BACKGROUND: Few antihypertensive therapies have been systematically studied in children and dosages for many agents are either extrapolated from adult studies or obtained from small homogenous pediatric populations. It is well established that adult patients of different races show disparate response to angiotensin-converting enzyme (ACE) inhibitors, however no such studies have been performed in children. METHODS: Two hundred fifty three children ages 6-16 with hypertension or with high normal blood pressure with an associated medical condition requiring antihypertensive therapy were enrolled at 78 clinical sites in the US, Russia, and Israel in a double blind study to evaluate the efficacy of fosinopril compared to placebo. RESULTS: The racial composition of the cohort included 60.1% white (152/253), 20.6% black (52/253), 13.8% Hispanic (35/253), 2.0% Asian (5/253), 0.4% Native American (1/253), and 3.2% (8/253) children classified as other or of mixed race. After adjusting for baseline blood pressure and body surface area (BSA) there was no significant dose response seen in non-black patients. Non-blacks randomized to the low, medium, and high dosages of fosinopril all had a mean decrease of 12 mm Hg in their sequential systolic BP (SBP). Blacks, however, demonstrated a significant dose response to fosinopril; those who received the low dosage had a 5 mm Hg decrease in SBP, and those who received the high dosage had a mean 13 mm Hg decrease in SBP. CONCLUSIONS: Fosinopril was effective in treating hypertension, but black children required a higher dose per body weight in order to achieve adequate control. This suggests that black children treated with fosinopril for hypertension on average require higher doses to achieve adequate systolic blood pressure control that non-black children.

Is the extrapolated adult dose of fosinopril safe and effective in treating hypertensive children?

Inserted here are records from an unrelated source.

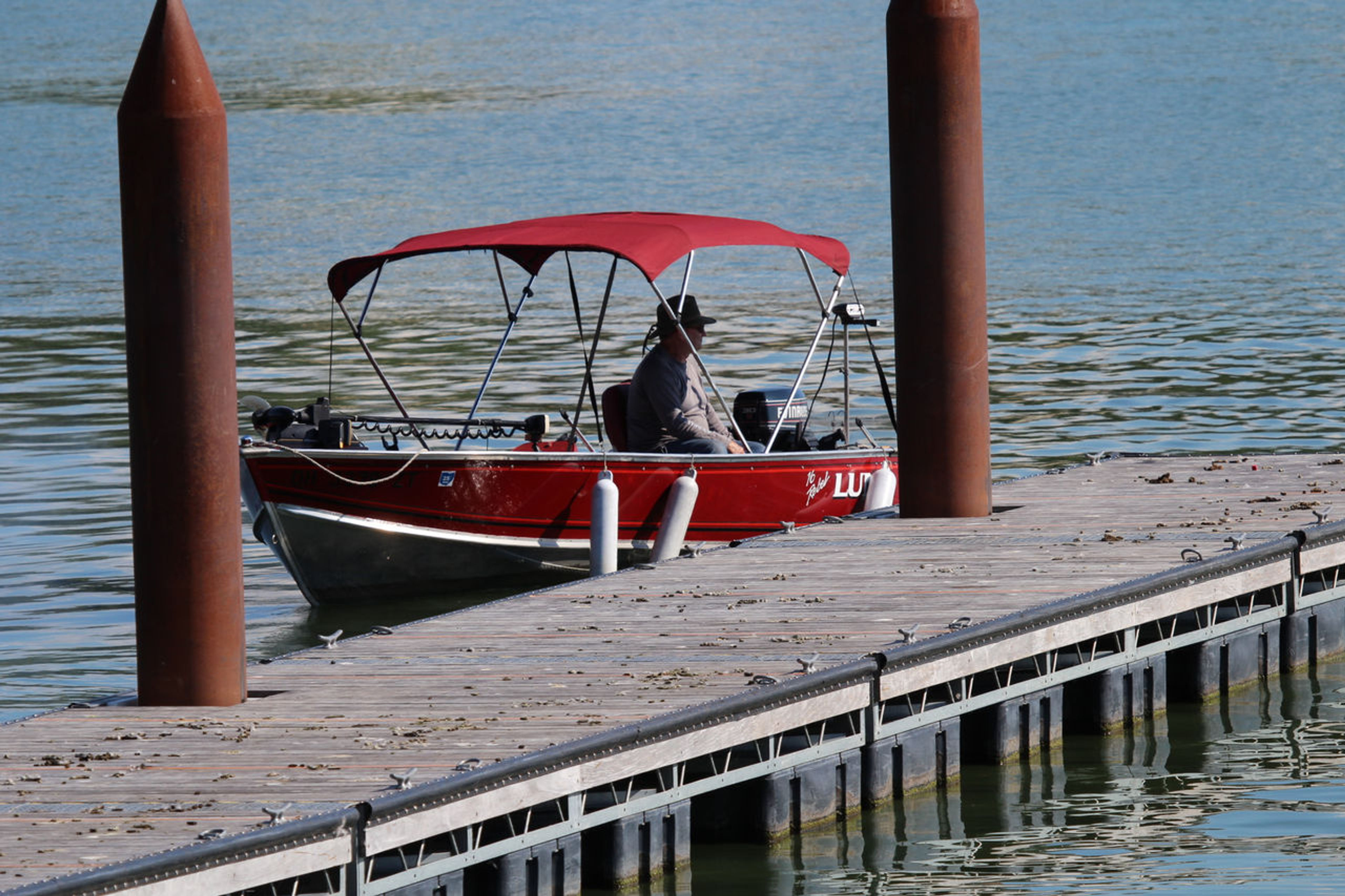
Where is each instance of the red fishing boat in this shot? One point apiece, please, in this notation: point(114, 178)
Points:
point(440, 500)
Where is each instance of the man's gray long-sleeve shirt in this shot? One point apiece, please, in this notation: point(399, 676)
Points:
point(668, 404)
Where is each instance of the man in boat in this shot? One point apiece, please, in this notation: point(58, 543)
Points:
point(668, 408)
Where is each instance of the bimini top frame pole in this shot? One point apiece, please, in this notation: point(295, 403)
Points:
point(513, 319)
point(358, 330)
point(817, 337)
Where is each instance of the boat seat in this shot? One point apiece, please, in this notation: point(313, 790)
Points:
point(614, 414)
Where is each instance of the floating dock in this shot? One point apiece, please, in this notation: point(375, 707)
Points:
point(588, 734)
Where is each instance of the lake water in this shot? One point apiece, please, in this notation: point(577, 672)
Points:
point(1165, 227)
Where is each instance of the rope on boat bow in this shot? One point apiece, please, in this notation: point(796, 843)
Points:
point(337, 475)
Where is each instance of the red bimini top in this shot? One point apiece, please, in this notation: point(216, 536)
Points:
point(651, 241)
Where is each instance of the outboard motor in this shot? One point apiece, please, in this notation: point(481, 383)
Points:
point(758, 411)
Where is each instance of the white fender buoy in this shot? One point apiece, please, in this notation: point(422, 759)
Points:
point(883, 489)
point(677, 517)
point(603, 525)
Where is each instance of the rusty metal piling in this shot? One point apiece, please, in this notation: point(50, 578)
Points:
point(939, 257)
point(184, 423)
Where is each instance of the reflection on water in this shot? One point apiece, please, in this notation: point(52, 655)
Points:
point(1243, 793)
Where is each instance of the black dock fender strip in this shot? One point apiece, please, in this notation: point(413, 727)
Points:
point(748, 703)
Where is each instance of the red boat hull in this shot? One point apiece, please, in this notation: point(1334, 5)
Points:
point(437, 519)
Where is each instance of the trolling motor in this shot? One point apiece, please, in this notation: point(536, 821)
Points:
point(310, 427)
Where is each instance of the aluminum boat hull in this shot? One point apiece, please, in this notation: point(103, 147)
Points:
point(440, 521)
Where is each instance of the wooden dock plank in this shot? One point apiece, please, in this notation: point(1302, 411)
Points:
point(84, 787)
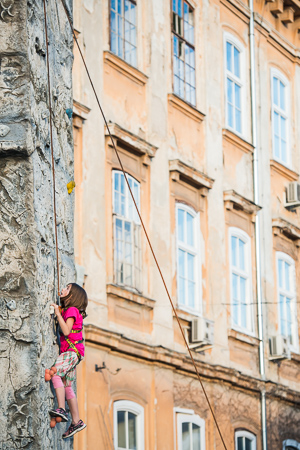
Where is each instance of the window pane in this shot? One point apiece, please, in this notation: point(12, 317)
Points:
point(282, 99)
point(242, 255)
point(229, 56)
point(237, 92)
point(248, 444)
point(275, 91)
point(132, 431)
point(196, 437)
point(180, 224)
point(186, 436)
point(230, 103)
point(280, 273)
point(190, 229)
point(287, 276)
point(236, 62)
point(282, 316)
point(121, 429)
point(234, 251)
point(240, 443)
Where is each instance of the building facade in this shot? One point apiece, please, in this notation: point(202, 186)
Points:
point(203, 103)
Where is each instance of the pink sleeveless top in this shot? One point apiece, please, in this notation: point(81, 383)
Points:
point(73, 337)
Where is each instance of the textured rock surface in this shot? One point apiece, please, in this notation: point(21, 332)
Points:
point(27, 252)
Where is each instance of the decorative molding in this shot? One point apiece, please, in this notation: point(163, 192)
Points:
point(182, 171)
point(287, 173)
point(275, 38)
point(237, 141)
point(251, 340)
point(124, 68)
point(238, 8)
point(131, 142)
point(129, 295)
point(170, 359)
point(233, 200)
point(184, 107)
point(290, 231)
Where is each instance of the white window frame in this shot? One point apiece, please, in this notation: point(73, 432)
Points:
point(286, 114)
point(292, 443)
point(135, 232)
point(286, 258)
point(194, 250)
point(240, 234)
point(246, 434)
point(241, 81)
point(123, 32)
point(135, 408)
point(187, 415)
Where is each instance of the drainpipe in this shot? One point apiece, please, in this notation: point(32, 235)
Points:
point(257, 227)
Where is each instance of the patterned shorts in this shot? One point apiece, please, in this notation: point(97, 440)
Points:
point(66, 366)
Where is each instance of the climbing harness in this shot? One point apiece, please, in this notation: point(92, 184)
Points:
point(72, 344)
point(138, 212)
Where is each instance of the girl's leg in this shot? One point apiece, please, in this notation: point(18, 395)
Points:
point(72, 402)
point(59, 391)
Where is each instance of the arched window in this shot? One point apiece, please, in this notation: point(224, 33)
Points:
point(245, 440)
point(240, 280)
point(188, 258)
point(290, 444)
point(128, 425)
point(234, 83)
point(127, 231)
point(190, 430)
point(286, 288)
point(280, 107)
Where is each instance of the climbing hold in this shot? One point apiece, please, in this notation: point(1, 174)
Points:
point(69, 112)
point(70, 186)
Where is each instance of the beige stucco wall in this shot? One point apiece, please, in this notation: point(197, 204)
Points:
point(141, 103)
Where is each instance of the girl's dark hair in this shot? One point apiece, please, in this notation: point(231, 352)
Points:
point(77, 297)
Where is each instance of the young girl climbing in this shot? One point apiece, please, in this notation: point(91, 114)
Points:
point(70, 318)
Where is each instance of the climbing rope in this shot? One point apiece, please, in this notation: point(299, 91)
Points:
point(142, 223)
point(51, 144)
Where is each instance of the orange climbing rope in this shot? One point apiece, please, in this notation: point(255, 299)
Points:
point(51, 144)
point(142, 223)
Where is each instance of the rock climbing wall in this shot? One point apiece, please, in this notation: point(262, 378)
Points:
point(27, 248)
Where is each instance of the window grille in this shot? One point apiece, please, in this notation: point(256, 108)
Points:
point(127, 232)
point(123, 31)
point(184, 51)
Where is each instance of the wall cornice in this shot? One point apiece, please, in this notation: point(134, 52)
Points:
point(173, 360)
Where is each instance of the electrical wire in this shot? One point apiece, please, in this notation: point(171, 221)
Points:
point(143, 226)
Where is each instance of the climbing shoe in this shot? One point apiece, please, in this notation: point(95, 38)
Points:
point(59, 412)
point(74, 429)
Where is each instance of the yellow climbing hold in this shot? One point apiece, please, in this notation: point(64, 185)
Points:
point(70, 186)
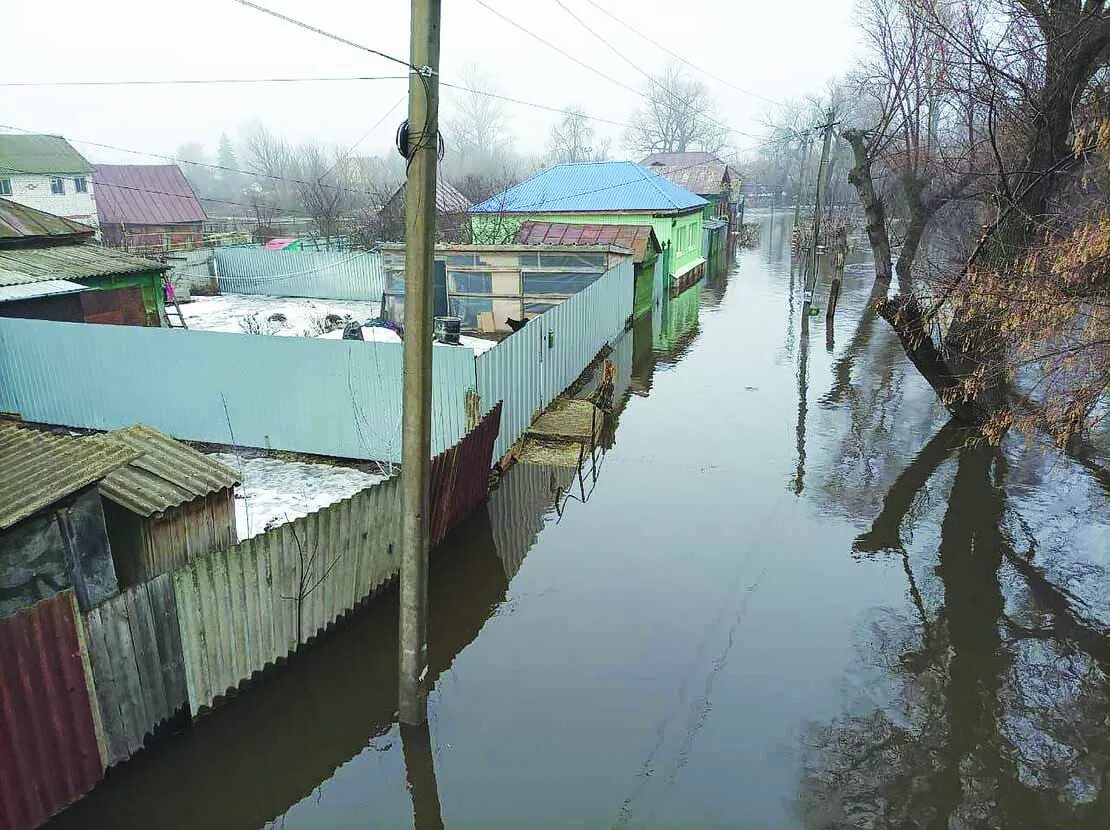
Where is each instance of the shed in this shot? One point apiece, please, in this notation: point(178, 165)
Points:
point(639, 239)
point(52, 533)
point(487, 285)
point(147, 206)
point(605, 193)
point(38, 249)
point(167, 506)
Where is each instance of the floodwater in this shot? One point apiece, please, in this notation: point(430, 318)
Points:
point(789, 595)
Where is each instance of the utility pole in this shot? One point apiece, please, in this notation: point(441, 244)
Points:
point(423, 154)
point(815, 259)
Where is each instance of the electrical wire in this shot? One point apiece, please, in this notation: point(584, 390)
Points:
point(677, 57)
point(593, 69)
point(323, 33)
point(195, 81)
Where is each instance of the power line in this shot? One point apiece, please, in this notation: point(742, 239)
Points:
point(651, 79)
point(593, 69)
point(197, 81)
point(566, 54)
point(331, 36)
point(678, 57)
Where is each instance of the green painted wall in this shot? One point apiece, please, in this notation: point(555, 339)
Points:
point(683, 233)
point(153, 295)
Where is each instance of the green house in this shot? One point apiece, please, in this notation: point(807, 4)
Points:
point(602, 193)
point(43, 255)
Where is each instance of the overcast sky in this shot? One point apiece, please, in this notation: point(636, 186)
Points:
point(775, 48)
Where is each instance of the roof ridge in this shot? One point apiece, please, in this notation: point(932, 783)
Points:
point(649, 176)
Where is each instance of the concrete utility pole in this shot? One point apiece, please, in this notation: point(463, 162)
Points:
point(815, 259)
point(423, 153)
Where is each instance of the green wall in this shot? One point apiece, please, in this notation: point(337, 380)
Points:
point(153, 294)
point(683, 232)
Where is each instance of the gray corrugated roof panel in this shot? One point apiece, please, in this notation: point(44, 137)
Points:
point(38, 469)
point(20, 222)
point(69, 262)
point(32, 291)
point(604, 186)
point(167, 474)
point(144, 194)
point(40, 154)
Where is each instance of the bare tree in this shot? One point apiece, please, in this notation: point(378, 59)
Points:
point(997, 102)
point(325, 192)
point(573, 139)
point(679, 114)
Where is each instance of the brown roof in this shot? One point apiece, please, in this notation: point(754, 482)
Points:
point(144, 194)
point(702, 173)
point(38, 468)
point(167, 474)
point(637, 238)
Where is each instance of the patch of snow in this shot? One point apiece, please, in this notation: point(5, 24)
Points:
point(302, 315)
point(274, 491)
point(380, 334)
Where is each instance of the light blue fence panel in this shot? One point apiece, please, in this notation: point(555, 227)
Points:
point(323, 275)
point(323, 396)
point(532, 367)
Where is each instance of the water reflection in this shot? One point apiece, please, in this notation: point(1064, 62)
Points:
point(249, 761)
point(989, 709)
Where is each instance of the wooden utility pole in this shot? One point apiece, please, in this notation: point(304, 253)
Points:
point(423, 154)
point(814, 260)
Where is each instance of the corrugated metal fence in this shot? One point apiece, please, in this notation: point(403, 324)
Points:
point(531, 367)
point(244, 608)
point(138, 671)
point(323, 396)
point(324, 274)
point(49, 753)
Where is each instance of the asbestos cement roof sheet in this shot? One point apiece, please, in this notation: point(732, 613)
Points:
point(33, 291)
point(697, 172)
point(165, 474)
point(38, 468)
point(603, 186)
point(20, 222)
point(639, 239)
point(40, 154)
point(144, 194)
point(69, 262)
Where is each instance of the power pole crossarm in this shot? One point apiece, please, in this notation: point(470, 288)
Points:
point(423, 152)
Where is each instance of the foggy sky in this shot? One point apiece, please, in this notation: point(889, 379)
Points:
point(775, 48)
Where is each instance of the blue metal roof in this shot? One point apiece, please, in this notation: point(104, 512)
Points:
point(602, 186)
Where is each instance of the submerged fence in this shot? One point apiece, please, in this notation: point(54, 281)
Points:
point(306, 395)
point(79, 694)
point(533, 366)
point(323, 274)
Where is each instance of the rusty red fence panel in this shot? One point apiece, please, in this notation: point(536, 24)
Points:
point(49, 753)
point(461, 476)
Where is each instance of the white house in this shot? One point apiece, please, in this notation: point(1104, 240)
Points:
point(47, 173)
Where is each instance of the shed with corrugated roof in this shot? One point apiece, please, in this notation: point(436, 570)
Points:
point(52, 530)
point(167, 506)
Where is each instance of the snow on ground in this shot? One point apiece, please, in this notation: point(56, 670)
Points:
point(275, 491)
point(242, 312)
point(303, 317)
point(381, 334)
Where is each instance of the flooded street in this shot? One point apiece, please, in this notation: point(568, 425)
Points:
point(793, 598)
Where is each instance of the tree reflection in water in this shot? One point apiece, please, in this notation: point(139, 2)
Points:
point(990, 709)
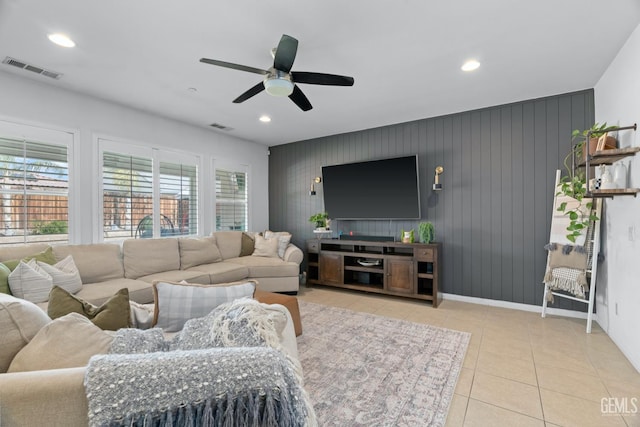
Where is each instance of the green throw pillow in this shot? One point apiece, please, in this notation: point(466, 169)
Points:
point(45, 256)
point(4, 279)
point(114, 314)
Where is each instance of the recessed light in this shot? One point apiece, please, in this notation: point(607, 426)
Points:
point(470, 65)
point(61, 40)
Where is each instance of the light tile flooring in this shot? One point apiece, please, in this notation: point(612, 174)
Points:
point(520, 369)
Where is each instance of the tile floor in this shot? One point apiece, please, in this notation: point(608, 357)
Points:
point(520, 369)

We evaluated the efficacy, safety, and dose-response relationship of fosinopril in children aged 6 to 16 years with hypertension or high-normal blood pressure with an associated medical condition requiring treatment. The study was a prospective, double-blind, placebo-controlled trial conducted in 78 clinical sites in the United States, Russia, and Israel. There were 4 phases: a screening phase of 10 days maximum, a 4-week dose-response phase, a placebo withdrawal phase of 2 weeks maximum, and a 52-week open-label safety phase. The primary objective of the dose-response phase was to determine whether low (0.1 mg/kg), medium (0.3 mg/kg), or high (0.6 mg/kg) doses of fosinopril based on established adult dosing affect trough seated systolic blood pressure. During the dose-response phase, all 3 doses were equally effective in lowering systolic blood pressure. During the placebo withdrawal phase, there was an adjusted mean systolic blood pressure increase of 5.2 mm Hg for the placebo group and 1.5 mm Hg for the fosinopril group, a net withdrawal effect of 3.7 mm Hg (P=0.013). Fosinopril was well tolerated; serious adverse events occurred infrequently and were generally not attributed to fosinopril. Because children appear to be more sensitive to lower doses of fosinopril than adults, starting doses for children should be < or =0.1 mg/kg.